Formules omtrek en oppervlakte > Oppervlakte van vierhoeken
123456Oppervlakte van vierhoeken

Antwoorden van de opgaven

Opgave V1
a

Dit is een parallellogram. Het past netjes op een cm-rooster, de hoekpunten worden roosterpunten.

b

Om het parallellogram past een rechthoek van `4` cm bij `3` cm.

De oppervlakte is dan `4 * 3 - 2 * 1/2 * 1 * 3 = 9` cm2.

c

Teken daarvoor een diagonaal.
Je hebt dan twee driehoeken die beide een oppervlakte hebben van `1/2 * 3 * 3 = 4,5` cm2.
(Controleer dat door de basis en de hoogte van die driehoeken te vinden.)

d

Je kunt de vierhoek verdelen in twee halve rechthoeken van `1` bij `3` cm en één rechthoek van `2` bij `3` cm. Ga na, dat je dan dezelfde oppervlakte krijgt.

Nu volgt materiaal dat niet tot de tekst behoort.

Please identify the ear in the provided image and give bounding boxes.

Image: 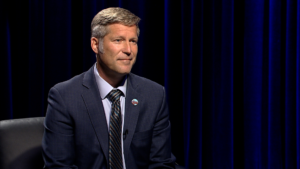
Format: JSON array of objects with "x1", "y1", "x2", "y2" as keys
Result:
[{"x1": 91, "y1": 37, "x2": 99, "y2": 54}]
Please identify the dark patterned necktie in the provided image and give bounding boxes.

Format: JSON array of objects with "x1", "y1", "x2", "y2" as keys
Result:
[{"x1": 106, "y1": 90, "x2": 123, "y2": 169}]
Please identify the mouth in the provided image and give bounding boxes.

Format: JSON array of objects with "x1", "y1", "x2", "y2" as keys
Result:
[{"x1": 119, "y1": 58, "x2": 132, "y2": 65}]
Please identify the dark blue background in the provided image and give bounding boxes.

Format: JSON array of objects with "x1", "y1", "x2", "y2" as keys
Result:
[{"x1": 0, "y1": 0, "x2": 300, "y2": 169}]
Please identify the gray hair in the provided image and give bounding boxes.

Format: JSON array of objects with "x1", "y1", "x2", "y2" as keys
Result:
[{"x1": 91, "y1": 7, "x2": 141, "y2": 41}]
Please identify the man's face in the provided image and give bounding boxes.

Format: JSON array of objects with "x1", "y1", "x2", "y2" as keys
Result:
[{"x1": 97, "y1": 23, "x2": 138, "y2": 77}]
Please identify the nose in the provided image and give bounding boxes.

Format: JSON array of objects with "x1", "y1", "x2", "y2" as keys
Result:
[{"x1": 122, "y1": 42, "x2": 131, "y2": 56}]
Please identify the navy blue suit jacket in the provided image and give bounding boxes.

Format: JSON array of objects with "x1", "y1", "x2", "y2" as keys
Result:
[{"x1": 42, "y1": 67, "x2": 175, "y2": 169}]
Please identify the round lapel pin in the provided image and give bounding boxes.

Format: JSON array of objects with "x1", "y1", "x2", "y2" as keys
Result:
[{"x1": 131, "y1": 99, "x2": 139, "y2": 106}]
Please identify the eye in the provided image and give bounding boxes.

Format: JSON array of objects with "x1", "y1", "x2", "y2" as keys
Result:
[
  {"x1": 115, "y1": 39, "x2": 122, "y2": 43},
  {"x1": 131, "y1": 40, "x2": 137, "y2": 44}
]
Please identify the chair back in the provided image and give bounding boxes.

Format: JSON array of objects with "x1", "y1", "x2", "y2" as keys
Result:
[{"x1": 0, "y1": 117, "x2": 44, "y2": 169}]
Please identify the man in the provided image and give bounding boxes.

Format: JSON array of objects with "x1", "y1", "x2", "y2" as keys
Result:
[{"x1": 42, "y1": 8, "x2": 175, "y2": 169}]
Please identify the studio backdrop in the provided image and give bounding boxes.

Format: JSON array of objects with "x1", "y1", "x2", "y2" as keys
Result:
[{"x1": 0, "y1": 0, "x2": 300, "y2": 169}]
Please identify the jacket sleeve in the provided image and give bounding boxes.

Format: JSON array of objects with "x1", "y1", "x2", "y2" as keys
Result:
[
  {"x1": 42, "y1": 87, "x2": 77, "y2": 169},
  {"x1": 149, "y1": 88, "x2": 176, "y2": 169}
]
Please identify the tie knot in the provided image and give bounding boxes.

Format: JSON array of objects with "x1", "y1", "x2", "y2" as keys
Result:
[{"x1": 106, "y1": 89, "x2": 123, "y2": 102}]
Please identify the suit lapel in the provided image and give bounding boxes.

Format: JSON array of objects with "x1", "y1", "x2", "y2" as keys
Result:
[
  {"x1": 123, "y1": 74, "x2": 144, "y2": 159},
  {"x1": 82, "y1": 67, "x2": 108, "y2": 163}
]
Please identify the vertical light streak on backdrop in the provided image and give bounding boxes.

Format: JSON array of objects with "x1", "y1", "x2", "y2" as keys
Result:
[
  {"x1": 180, "y1": 0, "x2": 190, "y2": 167},
  {"x1": 268, "y1": 0, "x2": 284, "y2": 169},
  {"x1": 296, "y1": 0, "x2": 300, "y2": 168},
  {"x1": 6, "y1": 20, "x2": 14, "y2": 119},
  {"x1": 244, "y1": 0, "x2": 264, "y2": 169},
  {"x1": 27, "y1": 0, "x2": 48, "y2": 117},
  {"x1": 199, "y1": 0, "x2": 204, "y2": 169},
  {"x1": 219, "y1": 0, "x2": 234, "y2": 169},
  {"x1": 164, "y1": 0, "x2": 169, "y2": 95},
  {"x1": 296, "y1": 0, "x2": 300, "y2": 168},
  {"x1": 283, "y1": 0, "x2": 299, "y2": 168}
]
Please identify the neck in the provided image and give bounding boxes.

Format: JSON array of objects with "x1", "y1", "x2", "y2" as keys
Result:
[{"x1": 96, "y1": 62, "x2": 125, "y2": 88}]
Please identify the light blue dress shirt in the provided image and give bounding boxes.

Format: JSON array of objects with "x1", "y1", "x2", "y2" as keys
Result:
[{"x1": 94, "y1": 63, "x2": 127, "y2": 169}]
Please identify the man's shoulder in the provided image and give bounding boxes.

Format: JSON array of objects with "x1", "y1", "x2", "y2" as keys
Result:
[
  {"x1": 53, "y1": 72, "x2": 86, "y2": 91},
  {"x1": 129, "y1": 73, "x2": 165, "y2": 96},
  {"x1": 129, "y1": 73, "x2": 163, "y2": 88}
]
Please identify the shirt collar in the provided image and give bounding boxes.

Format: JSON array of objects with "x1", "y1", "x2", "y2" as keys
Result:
[{"x1": 94, "y1": 63, "x2": 127, "y2": 100}]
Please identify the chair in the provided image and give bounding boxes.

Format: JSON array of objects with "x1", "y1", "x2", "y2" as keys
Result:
[
  {"x1": 0, "y1": 117, "x2": 184, "y2": 169},
  {"x1": 0, "y1": 117, "x2": 44, "y2": 169}
]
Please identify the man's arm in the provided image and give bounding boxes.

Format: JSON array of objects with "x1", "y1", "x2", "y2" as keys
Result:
[
  {"x1": 149, "y1": 88, "x2": 176, "y2": 169},
  {"x1": 42, "y1": 87, "x2": 77, "y2": 169}
]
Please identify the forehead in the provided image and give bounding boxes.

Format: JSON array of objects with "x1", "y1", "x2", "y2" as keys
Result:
[{"x1": 107, "y1": 23, "x2": 137, "y2": 36}]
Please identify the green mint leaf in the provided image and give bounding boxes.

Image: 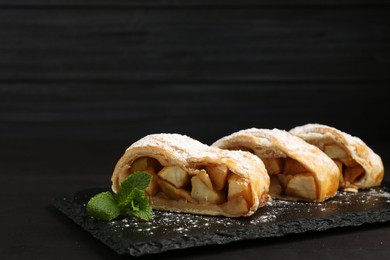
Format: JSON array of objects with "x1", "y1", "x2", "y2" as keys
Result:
[
  {"x1": 87, "y1": 172, "x2": 153, "y2": 221},
  {"x1": 116, "y1": 172, "x2": 152, "y2": 209},
  {"x1": 87, "y1": 191, "x2": 120, "y2": 221},
  {"x1": 125, "y1": 188, "x2": 152, "y2": 221}
]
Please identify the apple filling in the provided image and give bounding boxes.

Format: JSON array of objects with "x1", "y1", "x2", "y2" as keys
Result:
[
  {"x1": 262, "y1": 157, "x2": 317, "y2": 201},
  {"x1": 323, "y1": 144, "x2": 365, "y2": 191},
  {"x1": 120, "y1": 157, "x2": 252, "y2": 215}
]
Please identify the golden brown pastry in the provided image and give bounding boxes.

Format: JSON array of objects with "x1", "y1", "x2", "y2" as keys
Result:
[
  {"x1": 290, "y1": 124, "x2": 384, "y2": 192},
  {"x1": 111, "y1": 134, "x2": 269, "y2": 217},
  {"x1": 212, "y1": 128, "x2": 339, "y2": 202}
]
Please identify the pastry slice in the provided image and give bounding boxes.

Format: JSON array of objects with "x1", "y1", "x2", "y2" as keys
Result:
[
  {"x1": 212, "y1": 128, "x2": 339, "y2": 202},
  {"x1": 111, "y1": 134, "x2": 270, "y2": 217},
  {"x1": 290, "y1": 124, "x2": 384, "y2": 192}
]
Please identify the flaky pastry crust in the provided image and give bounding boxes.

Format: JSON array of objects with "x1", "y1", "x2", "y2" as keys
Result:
[
  {"x1": 212, "y1": 128, "x2": 339, "y2": 202},
  {"x1": 290, "y1": 123, "x2": 384, "y2": 191},
  {"x1": 111, "y1": 133, "x2": 269, "y2": 217}
]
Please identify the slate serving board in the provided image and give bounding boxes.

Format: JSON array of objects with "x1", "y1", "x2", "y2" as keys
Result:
[{"x1": 52, "y1": 183, "x2": 390, "y2": 256}]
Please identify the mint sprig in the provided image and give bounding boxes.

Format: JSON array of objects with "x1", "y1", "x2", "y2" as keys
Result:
[{"x1": 86, "y1": 172, "x2": 152, "y2": 221}]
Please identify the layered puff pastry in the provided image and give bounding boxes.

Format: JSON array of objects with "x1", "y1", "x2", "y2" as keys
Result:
[
  {"x1": 111, "y1": 133, "x2": 270, "y2": 217},
  {"x1": 289, "y1": 123, "x2": 384, "y2": 192},
  {"x1": 212, "y1": 128, "x2": 340, "y2": 202}
]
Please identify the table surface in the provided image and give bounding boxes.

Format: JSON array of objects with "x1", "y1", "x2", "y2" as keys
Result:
[{"x1": 0, "y1": 140, "x2": 390, "y2": 259}]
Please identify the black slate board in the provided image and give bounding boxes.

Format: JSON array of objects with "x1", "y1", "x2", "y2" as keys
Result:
[{"x1": 52, "y1": 183, "x2": 390, "y2": 256}]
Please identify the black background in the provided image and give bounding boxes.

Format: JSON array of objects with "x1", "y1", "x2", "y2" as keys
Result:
[{"x1": 0, "y1": 0, "x2": 390, "y2": 259}]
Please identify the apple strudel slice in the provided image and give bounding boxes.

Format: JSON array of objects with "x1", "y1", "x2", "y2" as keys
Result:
[
  {"x1": 212, "y1": 128, "x2": 339, "y2": 202},
  {"x1": 111, "y1": 133, "x2": 269, "y2": 217},
  {"x1": 290, "y1": 123, "x2": 384, "y2": 192}
]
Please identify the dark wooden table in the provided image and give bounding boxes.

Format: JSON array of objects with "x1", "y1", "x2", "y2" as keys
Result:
[
  {"x1": 0, "y1": 141, "x2": 390, "y2": 259},
  {"x1": 0, "y1": 0, "x2": 390, "y2": 260}
]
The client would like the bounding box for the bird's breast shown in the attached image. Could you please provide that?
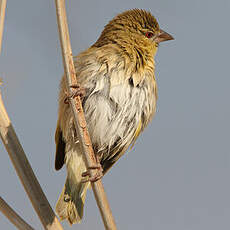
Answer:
[80,68,156,158]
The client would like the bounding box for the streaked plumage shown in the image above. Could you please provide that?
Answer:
[55,9,172,224]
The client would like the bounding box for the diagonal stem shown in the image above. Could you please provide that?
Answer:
[0,197,34,230]
[55,0,117,230]
[0,93,63,230]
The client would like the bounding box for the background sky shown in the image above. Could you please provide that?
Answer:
[0,0,230,230]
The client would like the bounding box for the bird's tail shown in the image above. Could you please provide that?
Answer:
[56,177,89,224]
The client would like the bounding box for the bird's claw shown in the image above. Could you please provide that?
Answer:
[81,164,103,183]
[64,84,86,104]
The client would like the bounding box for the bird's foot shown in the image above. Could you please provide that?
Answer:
[81,163,103,183]
[64,84,86,104]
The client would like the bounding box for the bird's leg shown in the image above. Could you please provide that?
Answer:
[64,84,86,104]
[82,155,103,183]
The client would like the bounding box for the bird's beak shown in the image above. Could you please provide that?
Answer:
[154,30,174,43]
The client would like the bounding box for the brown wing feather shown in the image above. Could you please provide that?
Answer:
[55,126,66,170]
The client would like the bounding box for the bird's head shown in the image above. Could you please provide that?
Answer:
[93,9,173,66]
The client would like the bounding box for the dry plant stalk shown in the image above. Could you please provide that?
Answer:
[55,0,117,230]
[0,0,6,53]
[0,93,63,230]
[0,197,34,230]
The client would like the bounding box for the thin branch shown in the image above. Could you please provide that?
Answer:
[55,0,117,230]
[0,197,34,230]
[0,92,63,230]
[0,0,6,53]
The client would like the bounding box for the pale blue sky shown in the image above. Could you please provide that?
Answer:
[0,0,230,230]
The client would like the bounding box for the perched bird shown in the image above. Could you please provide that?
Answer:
[55,9,173,224]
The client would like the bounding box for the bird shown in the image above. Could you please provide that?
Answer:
[55,9,174,225]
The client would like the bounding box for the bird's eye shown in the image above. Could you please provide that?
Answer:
[145,32,154,38]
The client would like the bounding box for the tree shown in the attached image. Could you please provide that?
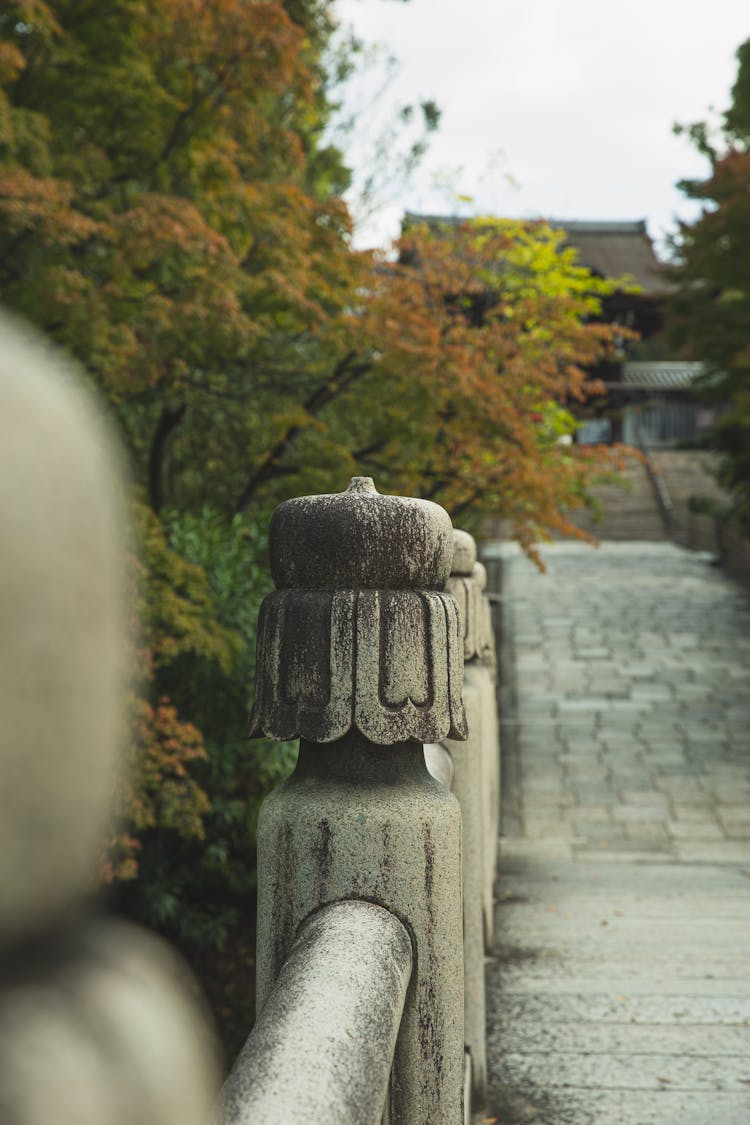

Je kunt ook de halve rechthoek `1` bij `3` cm aan de linkerkant van de vierhoek afknippen en die aan de rechterkant er weer aanplakken. Je krijgt dan een rechthoek (vierkant) van `3` bij `3` cm. Weer vind je een oppervlakte van `3*3=9` cm2.

e

Gebruik de figuur die je op het cm-rooster hebt getekend en meet de schuine zijden op.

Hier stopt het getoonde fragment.